Mohammed Reza Taheri-azar, the UNC graduate who ran his SUV over nine people on Chapel Hill campus and said he was "thankful for the opportunity to spread the will of Allah," was an Iranian.
Juan Corona, who murdered 25 people in California to be ranked with the likes of Ted Bundy and John Wayne Gacy, was a Mexican.
Where does one find such facts? On VDARE.com, a website that covers the dark side of diversity covered up by a politically correct media, which seem to believe it is socially unhealthy for us Americans to see any correlation at all between mass migrations and mass murder.


Nice cherry-picked stats, Pat. Of course, anyone willing to do a basic google search will quickly discover that us Native Americans aren't too shabby in the killing each other department. What about other mass murders that "real" Americans committed? Like the Amish schoolhouse murders, or all those postal workers, or all those school shootings in the 80s and 90s, or Hastings Arthur Wise, or Brenda Ann Spencer or Mark Barton or James Pough or Theodore Strelski or John List or Brian Uyesugi? (Wait, are we counting Hawaiians as Americans? What about American Indians?) Are you really going to blame this all on immigrants? What about other serial killers, like Bundy or Gacy? What is this supposed to prove, exactly?


are we really a better, safer, freer, happier, more united and caring country than we were before, against our will, we became what Theodore Roosevelt called "a polyglot boarding house for the world"?

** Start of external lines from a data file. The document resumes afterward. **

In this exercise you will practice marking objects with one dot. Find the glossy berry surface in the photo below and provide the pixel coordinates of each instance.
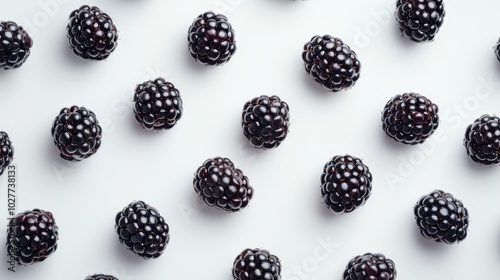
(76, 133)
(142, 230)
(370, 266)
(157, 104)
(442, 217)
(220, 184)
(346, 184)
(420, 20)
(100, 277)
(211, 39)
(410, 118)
(331, 63)
(32, 236)
(265, 121)
(482, 140)
(15, 45)
(91, 33)
(6, 151)
(256, 264)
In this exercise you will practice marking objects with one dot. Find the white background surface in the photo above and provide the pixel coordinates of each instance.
(458, 71)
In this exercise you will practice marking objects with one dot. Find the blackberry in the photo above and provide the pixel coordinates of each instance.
(142, 230)
(346, 184)
(496, 49)
(220, 184)
(100, 277)
(211, 39)
(265, 121)
(370, 266)
(77, 133)
(419, 20)
(410, 118)
(157, 104)
(442, 217)
(91, 32)
(6, 151)
(331, 63)
(482, 140)
(15, 46)
(32, 236)
(256, 264)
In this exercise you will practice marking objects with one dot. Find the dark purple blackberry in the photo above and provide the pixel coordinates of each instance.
(410, 118)
(91, 32)
(157, 104)
(100, 277)
(370, 266)
(346, 184)
(442, 217)
(6, 151)
(331, 63)
(142, 230)
(77, 133)
(265, 121)
(256, 264)
(15, 45)
(482, 140)
(220, 184)
(211, 39)
(420, 20)
(31, 236)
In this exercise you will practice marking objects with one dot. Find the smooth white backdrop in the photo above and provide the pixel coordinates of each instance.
(458, 71)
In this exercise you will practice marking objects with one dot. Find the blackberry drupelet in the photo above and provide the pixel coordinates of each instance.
(91, 32)
(482, 140)
(157, 104)
(32, 236)
(346, 184)
(77, 133)
(6, 151)
(265, 121)
(256, 264)
(410, 118)
(100, 277)
(331, 63)
(211, 39)
(419, 20)
(370, 266)
(142, 230)
(220, 184)
(15, 46)
(442, 217)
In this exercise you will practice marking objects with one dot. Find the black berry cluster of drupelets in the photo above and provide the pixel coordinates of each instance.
(346, 182)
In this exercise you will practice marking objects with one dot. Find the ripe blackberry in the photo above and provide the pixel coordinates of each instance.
(100, 277)
(420, 20)
(211, 39)
(346, 184)
(6, 151)
(142, 230)
(370, 266)
(77, 133)
(410, 118)
(482, 140)
(220, 184)
(31, 236)
(331, 63)
(265, 121)
(91, 32)
(257, 264)
(15, 45)
(157, 104)
(442, 217)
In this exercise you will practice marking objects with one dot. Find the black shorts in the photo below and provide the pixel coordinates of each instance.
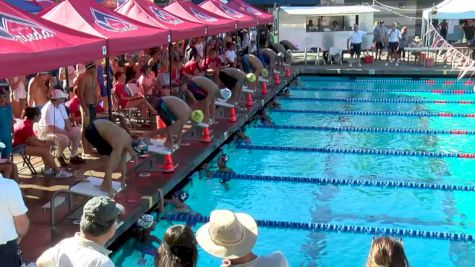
(165, 115)
(96, 140)
(393, 45)
(355, 48)
(227, 80)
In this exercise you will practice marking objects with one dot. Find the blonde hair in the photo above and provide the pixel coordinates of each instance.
(386, 252)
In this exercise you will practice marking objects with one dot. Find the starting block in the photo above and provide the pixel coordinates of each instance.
(262, 80)
(92, 187)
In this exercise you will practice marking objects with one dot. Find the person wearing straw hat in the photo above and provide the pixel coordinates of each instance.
(174, 112)
(231, 236)
(87, 247)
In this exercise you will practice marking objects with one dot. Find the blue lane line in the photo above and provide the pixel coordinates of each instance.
(358, 151)
(380, 100)
(382, 90)
(376, 113)
(327, 227)
(366, 129)
(339, 182)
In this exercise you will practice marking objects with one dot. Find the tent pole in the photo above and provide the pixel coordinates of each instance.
(108, 86)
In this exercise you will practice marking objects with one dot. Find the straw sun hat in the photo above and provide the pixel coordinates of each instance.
(228, 235)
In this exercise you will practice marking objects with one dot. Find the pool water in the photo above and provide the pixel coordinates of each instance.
(403, 208)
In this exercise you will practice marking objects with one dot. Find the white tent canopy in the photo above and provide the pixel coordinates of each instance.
(452, 9)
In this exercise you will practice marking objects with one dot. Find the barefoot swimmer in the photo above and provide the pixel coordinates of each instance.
(113, 143)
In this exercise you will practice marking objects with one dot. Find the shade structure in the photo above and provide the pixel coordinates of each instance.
(29, 44)
(242, 6)
(151, 14)
(221, 9)
(189, 11)
(122, 34)
(27, 6)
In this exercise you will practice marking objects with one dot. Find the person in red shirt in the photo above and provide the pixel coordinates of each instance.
(127, 101)
(23, 134)
(191, 68)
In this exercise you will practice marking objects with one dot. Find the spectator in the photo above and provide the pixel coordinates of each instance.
(14, 222)
(386, 252)
(55, 126)
(178, 248)
(380, 36)
(17, 95)
(24, 135)
(393, 44)
(232, 236)
(86, 248)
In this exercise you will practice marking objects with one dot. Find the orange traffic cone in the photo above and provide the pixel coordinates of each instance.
(160, 124)
(168, 164)
(276, 79)
(263, 88)
(249, 101)
(287, 72)
(206, 137)
(232, 115)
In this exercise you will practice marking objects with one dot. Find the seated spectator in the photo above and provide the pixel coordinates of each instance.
(127, 101)
(15, 222)
(230, 55)
(87, 248)
(178, 248)
(386, 252)
(192, 68)
(24, 135)
(231, 236)
(55, 126)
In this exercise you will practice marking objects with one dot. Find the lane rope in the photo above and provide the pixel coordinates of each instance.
(380, 100)
(367, 129)
(358, 151)
(380, 90)
(340, 182)
(377, 113)
(327, 227)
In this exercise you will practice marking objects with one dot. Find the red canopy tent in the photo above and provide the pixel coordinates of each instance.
(122, 34)
(30, 44)
(151, 14)
(221, 9)
(189, 11)
(241, 6)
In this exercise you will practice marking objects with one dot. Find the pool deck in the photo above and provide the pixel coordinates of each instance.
(141, 193)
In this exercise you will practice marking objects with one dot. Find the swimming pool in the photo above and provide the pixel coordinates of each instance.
(376, 146)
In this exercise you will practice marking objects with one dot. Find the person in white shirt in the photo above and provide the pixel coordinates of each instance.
(14, 222)
(55, 126)
(87, 248)
(354, 43)
(231, 236)
(393, 46)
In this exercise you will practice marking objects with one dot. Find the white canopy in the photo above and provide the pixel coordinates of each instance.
(452, 9)
(327, 10)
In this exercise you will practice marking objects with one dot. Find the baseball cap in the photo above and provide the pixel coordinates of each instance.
(101, 210)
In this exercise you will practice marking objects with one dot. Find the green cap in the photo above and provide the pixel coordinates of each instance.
(101, 210)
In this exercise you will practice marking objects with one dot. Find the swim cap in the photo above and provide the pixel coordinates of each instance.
(181, 195)
(265, 73)
(146, 221)
(139, 146)
(226, 94)
(250, 77)
(197, 116)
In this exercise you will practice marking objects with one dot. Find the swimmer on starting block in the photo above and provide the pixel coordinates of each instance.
(234, 79)
(113, 143)
(174, 112)
(203, 92)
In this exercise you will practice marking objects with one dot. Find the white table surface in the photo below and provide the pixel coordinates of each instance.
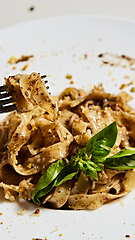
(15, 11)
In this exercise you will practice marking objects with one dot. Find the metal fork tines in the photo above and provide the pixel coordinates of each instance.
(7, 104)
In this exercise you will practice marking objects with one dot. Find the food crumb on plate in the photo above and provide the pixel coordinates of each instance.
(21, 212)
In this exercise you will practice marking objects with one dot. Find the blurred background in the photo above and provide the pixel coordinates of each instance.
(15, 11)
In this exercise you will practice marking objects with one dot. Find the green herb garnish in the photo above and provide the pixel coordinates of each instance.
(89, 160)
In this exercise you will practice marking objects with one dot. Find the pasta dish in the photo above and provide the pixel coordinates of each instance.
(74, 151)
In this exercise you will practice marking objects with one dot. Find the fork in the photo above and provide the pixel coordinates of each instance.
(7, 103)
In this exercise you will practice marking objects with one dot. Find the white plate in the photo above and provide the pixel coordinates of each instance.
(59, 46)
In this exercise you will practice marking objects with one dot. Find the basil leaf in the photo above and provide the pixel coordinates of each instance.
(123, 160)
(46, 182)
(99, 146)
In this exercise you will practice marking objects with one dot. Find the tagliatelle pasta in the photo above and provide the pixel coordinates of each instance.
(44, 130)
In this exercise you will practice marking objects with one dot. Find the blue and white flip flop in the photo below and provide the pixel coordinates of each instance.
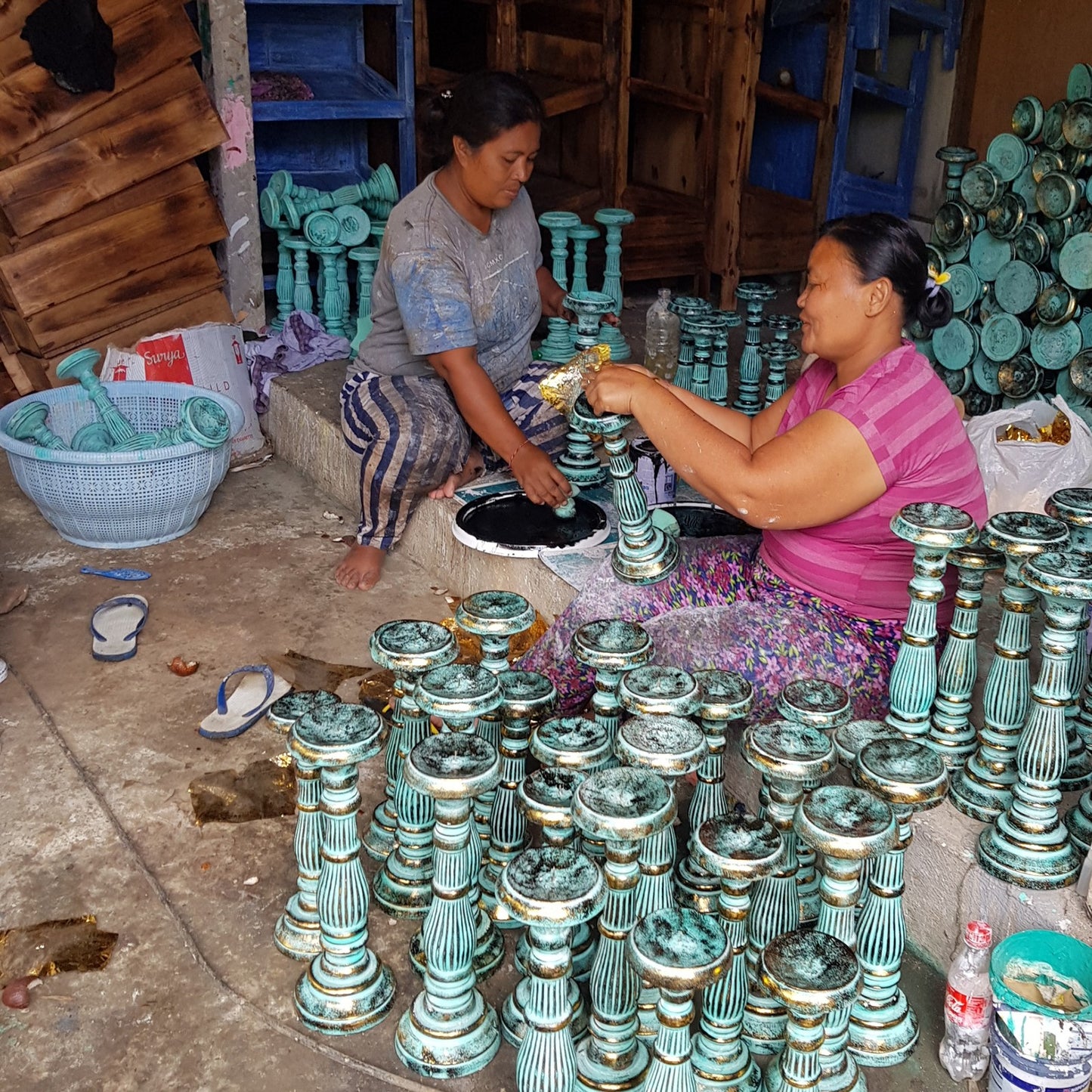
(115, 626)
(247, 704)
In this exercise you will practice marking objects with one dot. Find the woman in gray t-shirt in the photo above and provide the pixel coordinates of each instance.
(444, 383)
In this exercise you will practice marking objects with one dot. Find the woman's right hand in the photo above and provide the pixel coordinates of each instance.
(539, 478)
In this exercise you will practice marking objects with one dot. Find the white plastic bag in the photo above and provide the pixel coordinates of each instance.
(1020, 478)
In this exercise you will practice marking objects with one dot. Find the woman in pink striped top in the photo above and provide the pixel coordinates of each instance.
(868, 429)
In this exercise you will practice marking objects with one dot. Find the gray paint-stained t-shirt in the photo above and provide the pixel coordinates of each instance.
(441, 284)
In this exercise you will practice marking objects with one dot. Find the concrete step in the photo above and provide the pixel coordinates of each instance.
(304, 426)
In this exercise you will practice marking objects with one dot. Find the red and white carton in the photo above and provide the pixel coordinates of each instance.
(209, 356)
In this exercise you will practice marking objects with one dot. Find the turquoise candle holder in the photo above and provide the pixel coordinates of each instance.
(983, 789)
(611, 648)
(614, 221)
(525, 696)
(934, 530)
(29, 424)
(911, 778)
(812, 976)
(789, 756)
(951, 734)
(739, 849)
(725, 698)
(409, 650)
(559, 344)
(756, 294)
(719, 367)
(1028, 846)
(645, 554)
(460, 694)
(367, 262)
(620, 807)
(686, 308)
(346, 988)
(679, 951)
(549, 890)
(848, 826)
(450, 1031)
(81, 367)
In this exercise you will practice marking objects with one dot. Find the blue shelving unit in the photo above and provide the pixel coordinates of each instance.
(323, 141)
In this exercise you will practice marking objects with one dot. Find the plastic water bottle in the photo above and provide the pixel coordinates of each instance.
(662, 338)
(969, 1009)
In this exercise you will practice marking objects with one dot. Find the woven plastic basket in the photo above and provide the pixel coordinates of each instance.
(110, 501)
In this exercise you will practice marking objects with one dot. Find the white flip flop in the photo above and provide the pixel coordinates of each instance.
(258, 689)
(115, 626)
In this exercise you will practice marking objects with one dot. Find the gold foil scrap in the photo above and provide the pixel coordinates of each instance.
(70, 944)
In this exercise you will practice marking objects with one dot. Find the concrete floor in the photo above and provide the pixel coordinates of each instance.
(96, 759)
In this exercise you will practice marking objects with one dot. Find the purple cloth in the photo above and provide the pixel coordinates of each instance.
(302, 344)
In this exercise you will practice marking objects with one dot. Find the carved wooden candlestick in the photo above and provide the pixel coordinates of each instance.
(493, 618)
(611, 648)
(848, 826)
(911, 778)
(951, 735)
(756, 295)
(1028, 846)
(1074, 508)
(367, 261)
(812, 974)
(460, 694)
(29, 424)
(346, 988)
(679, 951)
(826, 707)
(787, 756)
(780, 353)
(704, 330)
(558, 346)
(450, 1031)
(614, 221)
(81, 367)
(983, 789)
(934, 530)
(725, 698)
(409, 650)
(739, 849)
(620, 807)
(686, 308)
(297, 933)
(524, 696)
(549, 890)
(672, 747)
(546, 799)
(645, 554)
(719, 373)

The two have nothing to do with each other, Pat. There will always be crazies, there will always be assholes, and there will always be criminals. The BS factor comes in when you try to act as if the problem is with crazy berserker immigrants instead of us lilly-white "real" Americans, a position particularly ironic since the original Nativists would have run a kraut-mick like yourself out of town as soon as look at you.

Get a clue, Pat.

3 comments:

Anonymous said...

You have to consider the source - maybe he's off his meds.

Heck my father's family? Came here on the damn Mayflower and we were and are immigrants. Spare me the "hate anything brown or olive skinned" speech Pat.

And why isn't he getting fired like Imus for this bulldung?

GREAT post!

Anonymous said...

Echo. This post rocks.

quickdraw said...

As an Irish (not Scots-Irish) American I appreciate your pointing out his full ancestry.